10 Oct 12 - 11:00 AM (#3417523)
Subject: RE: BS: Appropriate names
From: Newport Boy

I posted this much earlier, but it must have gone to Mars!

A firm of estate agents in Newport - Crook & Blight (later Darlow & Crook, then just Darlows).

Phil


10 Oct 12 - 11:11 AM (#3417531)
Subject: RE: BS: Appropriate names
From: MGM·Lion

I remember a fishmonger in Northampton where we lived during WWii with the unfortunate name of Allbone.

And a notable one, though not particularly appropriate: there was once a firm of estate agents in Cambridge called Hymans & Cox. Someone must have said something, because they changed it to Jackson Cox...

~M~


10 Oct 12 - 11:31 AM (#3417539)
Subject: RE: BS: Appropriate names
From: Pete Jennings

Couple of doctors: one at Bath hospital about 12 years ago, Dr. De'Ath, the other my GP when I lived near Bedford, Dr. Janet Butler, who had a personalised number plate with her initials - JAB. Dr.
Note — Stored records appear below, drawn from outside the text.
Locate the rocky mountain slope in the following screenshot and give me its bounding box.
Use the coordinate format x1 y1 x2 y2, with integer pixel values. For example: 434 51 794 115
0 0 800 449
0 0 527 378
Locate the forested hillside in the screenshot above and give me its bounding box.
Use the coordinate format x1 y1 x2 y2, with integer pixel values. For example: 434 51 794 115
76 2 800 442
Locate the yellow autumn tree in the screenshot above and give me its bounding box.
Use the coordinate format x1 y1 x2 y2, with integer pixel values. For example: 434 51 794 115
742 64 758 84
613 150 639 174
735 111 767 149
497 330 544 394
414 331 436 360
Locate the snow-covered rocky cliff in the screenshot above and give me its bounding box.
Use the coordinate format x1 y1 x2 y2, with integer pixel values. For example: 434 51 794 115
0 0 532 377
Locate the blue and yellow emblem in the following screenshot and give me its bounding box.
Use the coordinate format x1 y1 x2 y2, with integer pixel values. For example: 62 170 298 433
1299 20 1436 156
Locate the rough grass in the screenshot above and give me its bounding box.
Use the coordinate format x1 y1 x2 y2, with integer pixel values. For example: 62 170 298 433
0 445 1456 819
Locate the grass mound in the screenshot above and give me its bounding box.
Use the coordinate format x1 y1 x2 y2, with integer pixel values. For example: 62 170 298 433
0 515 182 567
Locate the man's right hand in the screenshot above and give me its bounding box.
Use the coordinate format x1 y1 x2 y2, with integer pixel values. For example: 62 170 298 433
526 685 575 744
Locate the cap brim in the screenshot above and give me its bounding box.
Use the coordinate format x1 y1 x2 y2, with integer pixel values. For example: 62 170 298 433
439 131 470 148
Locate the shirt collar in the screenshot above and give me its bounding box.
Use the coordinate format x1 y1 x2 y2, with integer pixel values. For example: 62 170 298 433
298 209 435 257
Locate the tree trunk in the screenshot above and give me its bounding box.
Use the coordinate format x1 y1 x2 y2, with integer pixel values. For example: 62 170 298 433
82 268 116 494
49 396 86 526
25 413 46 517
Jab!


10 Oct 12 - 12:53 PM (#3417581)
Subject: RE: BS: Appropriate names
From: Q (Frank Staplin)

One in reverse, Thomas Crapper, the plumber who improved on an early flush toilet.

(I know, he did not invent that receptacle, nor is crap derived from his name)


10 Oct 12 - 01:03 PM (#3417588)
Subject: RE: BS: Appropriate names
From: Bert

I used to know an electrician named Flicker.


10 Oct 12 - 02:33 PM (#3417617)
Subject: RE: BS: Appropriate names
From: Tiger

We have Dr. Wilterdink.

A urologist.


10 Oct 12 - 02:51 PM (#3417628)
Subject: RE: BS: Appropriate names
From: Rapparee

My last name translates to "Keeper of the Sacred Places." In modern Dutch I'm told that it means "goalie."